Monkeypox was first identified in 1958 among laboratory monkeys in Denmark but jumped to humans in the Democratic Republic of the Congo in 1970. The virus has been endemic or isolated in West Africa for 60 years, until now.
Symptoms begin with fever, headache, muscle pains, swollen lymph nodes and fatigue. It’s followed by a rash that blisters and crusts over. The incubation process is approximately 2-10 days, and symptoms typically last 2-4 weeks. A relative of smallpox, it spreads by an animal bite or scratch, from handling wild meat, contaminated objects, the exchange of bodily fluids or close contact with an infected person. The mortality rate is 5%
Appearing suddenly, in divergent regions around the world, suggests the virus may be spreading silently — a fact that Andrea McCollum, an epidemiologist who heads the US Centers for Disease Control and Prevention calls “deeply concerning.”

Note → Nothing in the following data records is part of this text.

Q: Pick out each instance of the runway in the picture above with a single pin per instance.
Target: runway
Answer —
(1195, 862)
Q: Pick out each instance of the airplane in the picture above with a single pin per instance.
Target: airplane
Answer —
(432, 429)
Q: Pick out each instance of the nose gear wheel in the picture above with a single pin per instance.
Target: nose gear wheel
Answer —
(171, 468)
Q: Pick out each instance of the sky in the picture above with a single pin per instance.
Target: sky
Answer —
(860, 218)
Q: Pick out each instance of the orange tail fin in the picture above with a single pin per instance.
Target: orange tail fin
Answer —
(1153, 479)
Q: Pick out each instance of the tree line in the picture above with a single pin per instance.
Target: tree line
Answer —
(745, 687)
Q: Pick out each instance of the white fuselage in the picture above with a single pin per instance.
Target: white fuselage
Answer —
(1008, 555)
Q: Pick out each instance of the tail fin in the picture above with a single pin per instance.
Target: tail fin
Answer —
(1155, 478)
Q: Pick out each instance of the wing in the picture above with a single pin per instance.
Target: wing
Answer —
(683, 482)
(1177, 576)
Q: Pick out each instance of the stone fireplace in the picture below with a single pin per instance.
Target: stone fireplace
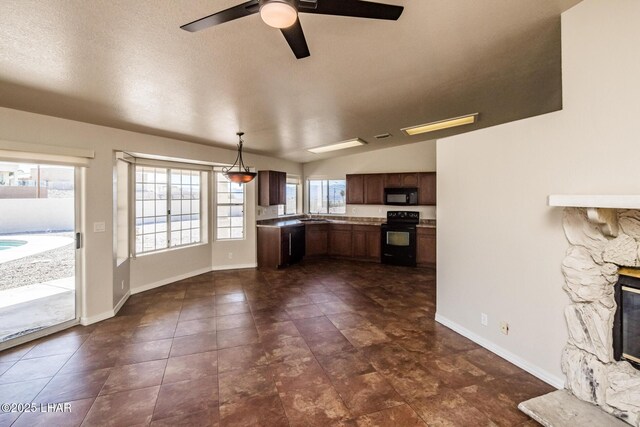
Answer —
(602, 241)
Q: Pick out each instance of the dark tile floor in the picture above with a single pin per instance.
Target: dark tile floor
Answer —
(322, 343)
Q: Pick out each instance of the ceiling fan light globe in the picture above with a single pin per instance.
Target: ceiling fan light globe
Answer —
(278, 14)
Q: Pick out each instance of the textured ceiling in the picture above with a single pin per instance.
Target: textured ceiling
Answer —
(127, 64)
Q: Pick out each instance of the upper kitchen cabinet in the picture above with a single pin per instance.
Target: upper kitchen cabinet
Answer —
(272, 188)
(427, 188)
(368, 189)
(373, 189)
(355, 189)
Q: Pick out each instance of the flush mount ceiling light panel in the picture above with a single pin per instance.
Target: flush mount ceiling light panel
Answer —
(243, 174)
(339, 146)
(442, 124)
(283, 14)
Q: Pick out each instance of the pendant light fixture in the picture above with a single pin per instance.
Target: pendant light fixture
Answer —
(243, 174)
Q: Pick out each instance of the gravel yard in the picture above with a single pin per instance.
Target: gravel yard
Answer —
(50, 265)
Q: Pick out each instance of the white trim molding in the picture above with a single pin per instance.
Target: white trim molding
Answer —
(168, 280)
(233, 267)
(89, 320)
(545, 376)
(593, 201)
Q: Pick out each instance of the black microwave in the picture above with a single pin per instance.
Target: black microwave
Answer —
(401, 196)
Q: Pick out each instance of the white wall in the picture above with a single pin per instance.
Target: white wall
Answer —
(418, 157)
(102, 278)
(499, 246)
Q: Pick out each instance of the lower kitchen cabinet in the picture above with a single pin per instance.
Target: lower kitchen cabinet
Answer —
(340, 244)
(316, 239)
(278, 247)
(426, 247)
(282, 246)
(366, 242)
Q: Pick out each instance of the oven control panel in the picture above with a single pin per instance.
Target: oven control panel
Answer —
(403, 216)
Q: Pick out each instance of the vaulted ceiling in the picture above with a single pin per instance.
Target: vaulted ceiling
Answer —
(127, 64)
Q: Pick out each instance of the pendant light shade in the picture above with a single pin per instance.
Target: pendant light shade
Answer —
(243, 175)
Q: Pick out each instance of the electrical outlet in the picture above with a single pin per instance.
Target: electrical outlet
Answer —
(504, 327)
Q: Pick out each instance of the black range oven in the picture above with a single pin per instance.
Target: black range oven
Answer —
(399, 238)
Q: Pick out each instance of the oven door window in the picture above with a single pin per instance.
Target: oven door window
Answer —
(398, 238)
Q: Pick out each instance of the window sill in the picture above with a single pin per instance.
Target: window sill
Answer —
(172, 249)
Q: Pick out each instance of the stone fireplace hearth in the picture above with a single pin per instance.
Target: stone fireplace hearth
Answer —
(602, 241)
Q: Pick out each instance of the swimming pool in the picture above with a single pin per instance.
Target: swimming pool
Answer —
(8, 244)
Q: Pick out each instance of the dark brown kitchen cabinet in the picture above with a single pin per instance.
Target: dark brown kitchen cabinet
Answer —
(340, 240)
(401, 180)
(427, 188)
(316, 239)
(280, 246)
(355, 189)
(393, 180)
(272, 188)
(426, 247)
(374, 189)
(366, 242)
(293, 244)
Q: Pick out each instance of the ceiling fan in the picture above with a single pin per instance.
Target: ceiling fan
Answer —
(283, 14)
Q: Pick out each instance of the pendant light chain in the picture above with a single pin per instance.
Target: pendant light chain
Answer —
(243, 175)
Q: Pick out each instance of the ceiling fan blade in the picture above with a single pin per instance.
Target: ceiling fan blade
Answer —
(353, 8)
(240, 11)
(295, 37)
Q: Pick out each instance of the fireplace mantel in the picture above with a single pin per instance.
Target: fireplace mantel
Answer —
(601, 210)
(593, 201)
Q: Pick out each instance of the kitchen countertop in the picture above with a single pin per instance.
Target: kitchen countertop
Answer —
(284, 222)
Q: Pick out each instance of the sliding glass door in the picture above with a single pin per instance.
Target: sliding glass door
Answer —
(38, 274)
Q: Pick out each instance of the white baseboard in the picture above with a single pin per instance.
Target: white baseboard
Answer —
(118, 306)
(89, 320)
(233, 267)
(545, 376)
(168, 280)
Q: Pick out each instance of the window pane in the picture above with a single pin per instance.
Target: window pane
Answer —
(337, 193)
(292, 199)
(152, 188)
(318, 196)
(229, 209)
(176, 207)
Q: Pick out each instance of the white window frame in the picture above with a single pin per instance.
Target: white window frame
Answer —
(326, 181)
(217, 204)
(282, 209)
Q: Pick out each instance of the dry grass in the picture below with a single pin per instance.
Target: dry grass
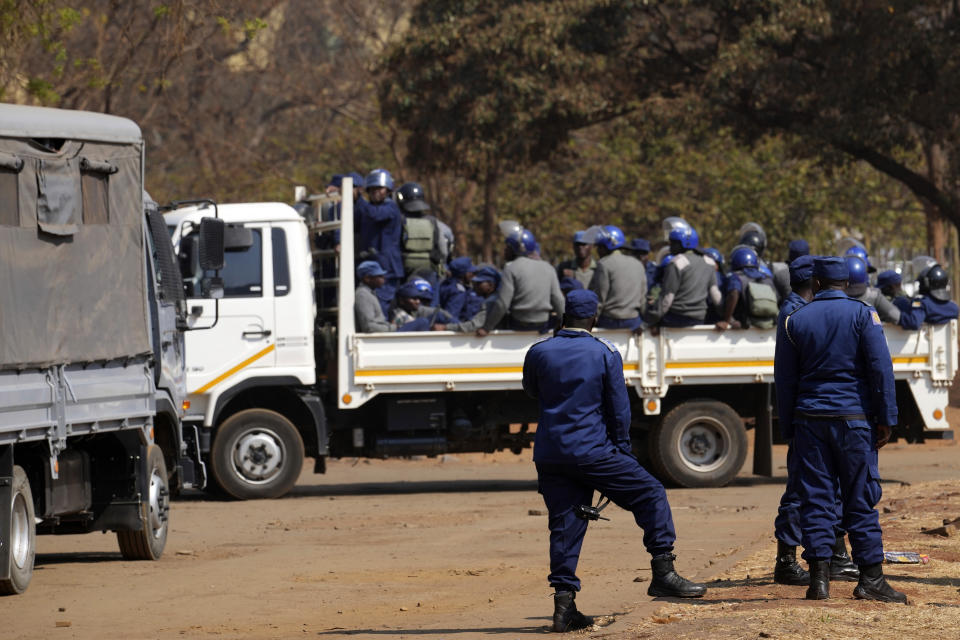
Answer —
(745, 602)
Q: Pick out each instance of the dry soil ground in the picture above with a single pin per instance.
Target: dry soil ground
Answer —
(457, 548)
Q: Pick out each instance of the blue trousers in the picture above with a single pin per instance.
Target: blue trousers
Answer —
(839, 454)
(786, 526)
(619, 477)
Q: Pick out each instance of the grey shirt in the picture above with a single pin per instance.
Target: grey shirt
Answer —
(887, 311)
(529, 291)
(620, 281)
(688, 281)
(581, 275)
(369, 313)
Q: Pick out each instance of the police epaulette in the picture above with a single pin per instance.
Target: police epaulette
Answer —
(606, 342)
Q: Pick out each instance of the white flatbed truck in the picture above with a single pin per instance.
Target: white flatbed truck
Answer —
(283, 378)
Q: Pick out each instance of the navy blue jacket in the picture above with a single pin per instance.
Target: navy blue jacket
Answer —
(584, 407)
(380, 227)
(832, 360)
(453, 299)
(790, 304)
(926, 309)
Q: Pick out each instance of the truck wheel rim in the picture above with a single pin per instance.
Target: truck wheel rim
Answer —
(258, 455)
(159, 505)
(703, 444)
(20, 532)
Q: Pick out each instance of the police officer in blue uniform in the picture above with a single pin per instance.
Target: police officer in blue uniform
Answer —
(933, 305)
(454, 290)
(786, 526)
(836, 399)
(379, 225)
(582, 445)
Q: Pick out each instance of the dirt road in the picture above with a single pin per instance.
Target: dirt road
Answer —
(444, 548)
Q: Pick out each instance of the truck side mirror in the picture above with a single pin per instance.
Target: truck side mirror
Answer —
(211, 288)
(212, 236)
(238, 238)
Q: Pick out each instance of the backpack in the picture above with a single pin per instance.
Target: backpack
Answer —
(420, 250)
(760, 303)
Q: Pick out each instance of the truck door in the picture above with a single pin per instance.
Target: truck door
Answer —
(242, 341)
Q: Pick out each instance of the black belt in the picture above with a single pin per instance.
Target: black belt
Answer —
(832, 416)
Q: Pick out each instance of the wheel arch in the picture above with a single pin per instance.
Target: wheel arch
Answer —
(285, 396)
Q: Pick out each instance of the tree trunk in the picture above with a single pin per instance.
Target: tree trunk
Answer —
(937, 230)
(489, 213)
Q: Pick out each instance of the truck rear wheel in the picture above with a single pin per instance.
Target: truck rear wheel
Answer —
(700, 443)
(148, 543)
(256, 453)
(22, 536)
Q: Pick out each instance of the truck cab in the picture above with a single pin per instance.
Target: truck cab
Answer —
(251, 377)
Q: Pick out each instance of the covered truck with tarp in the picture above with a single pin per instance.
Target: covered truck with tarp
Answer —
(91, 348)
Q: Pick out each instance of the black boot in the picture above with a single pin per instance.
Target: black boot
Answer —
(873, 586)
(788, 570)
(819, 588)
(565, 614)
(667, 582)
(841, 566)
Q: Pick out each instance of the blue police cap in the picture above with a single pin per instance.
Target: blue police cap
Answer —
(830, 268)
(887, 278)
(801, 269)
(581, 303)
(486, 274)
(798, 248)
(568, 284)
(460, 266)
(370, 268)
(408, 290)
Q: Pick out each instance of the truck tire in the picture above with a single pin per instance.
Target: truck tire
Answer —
(700, 443)
(148, 543)
(256, 453)
(22, 536)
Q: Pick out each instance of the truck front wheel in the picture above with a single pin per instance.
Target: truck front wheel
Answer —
(148, 543)
(22, 536)
(700, 443)
(256, 453)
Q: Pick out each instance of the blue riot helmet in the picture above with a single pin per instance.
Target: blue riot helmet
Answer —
(424, 289)
(411, 199)
(378, 178)
(861, 253)
(742, 257)
(857, 267)
(753, 235)
(610, 238)
(715, 254)
(686, 237)
(671, 223)
(933, 283)
(521, 241)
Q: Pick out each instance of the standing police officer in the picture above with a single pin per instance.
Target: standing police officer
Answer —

Another puzzle is why almost all of the case clusters include men aged 20–50, the majority of whom identify as LGBTQ. Although monkeypox isn’t known to be sexually transmitted, sexual activity certainly constitutes close contact, says Anne Rimoin, an epidemiologist at the University of California Los Angeles, who has studied monkeypox in the Democratic Republic of the Congo for more than a decade.
The most likely explanation for this unexpected pattern of transmission, MacIntyre adds, is that the virus was coincidentally introduced into the LGBTQ community and has continued circulating there.
The first news story on AIDS appeared on May 18, 1981 in the New York Native. AIDS was first clinically reported on June 5, 1981, with five cases in the United States. The initial cases were a cluster of gay men in New York City.
Hepatitis in Children
Another import from Africa, hepatitis has afflicted at least 176 children in the United Kingdom this year, and more than 500 worldwide.
At the center of the debate are conflicting theories about what is causing healthy young children to suddenly become jaundiced and fall seriously ill with acute liver inflammation. One hypothesis suggests the damage is being done by adenovirus, a common childhood infection that normally causes coldlike symptoms and could be treated with an antiviral drug.
Another hypothesis suggests an adenovirus infection forms a destructive partnership with SARS-CoV-2 that sets the immune system loose on the liver. However, the most pervasive theory suggests the surge of hepatitis in children is a rogue immune response to previous infection by SARS-CoV-2.
“It is profoundly embarrassing that major scientific bodies in U.S. and U.K. are using such weak circumstantial evidence to distract the public … from the likely possibility that recent SARS-CoV-2 infection may be driving the increase in cases,” says Farid Jalali, a hepatologist in Laguna Hills, California.
The outbreak of hepatitis in children, and monkeypox in gay men, is pointing to a consensus that COVID has been a co-actor, accelerating an often mild adenovirus into a more significant disease.
Monkey See, Monkey Do
Whether COVID is a facilitator for the outbreaks of monkeypox and hepatitis is as yet unsubstantiated. “But make no mistake,” says David Quammen, the American science and nature writer. “They’re connected.”
In “Spillover: Animal Infections and the Next Human Pandemic” Quammen writes. “Human-caused ecological pressures and disruptions are bringing animal pathogens ever more into contact with human populations, and human technology and behavior are spreading those pathogens ever more widely and quickly.”
We think we’re done with the pandemic, but the pandemic may not be done with us.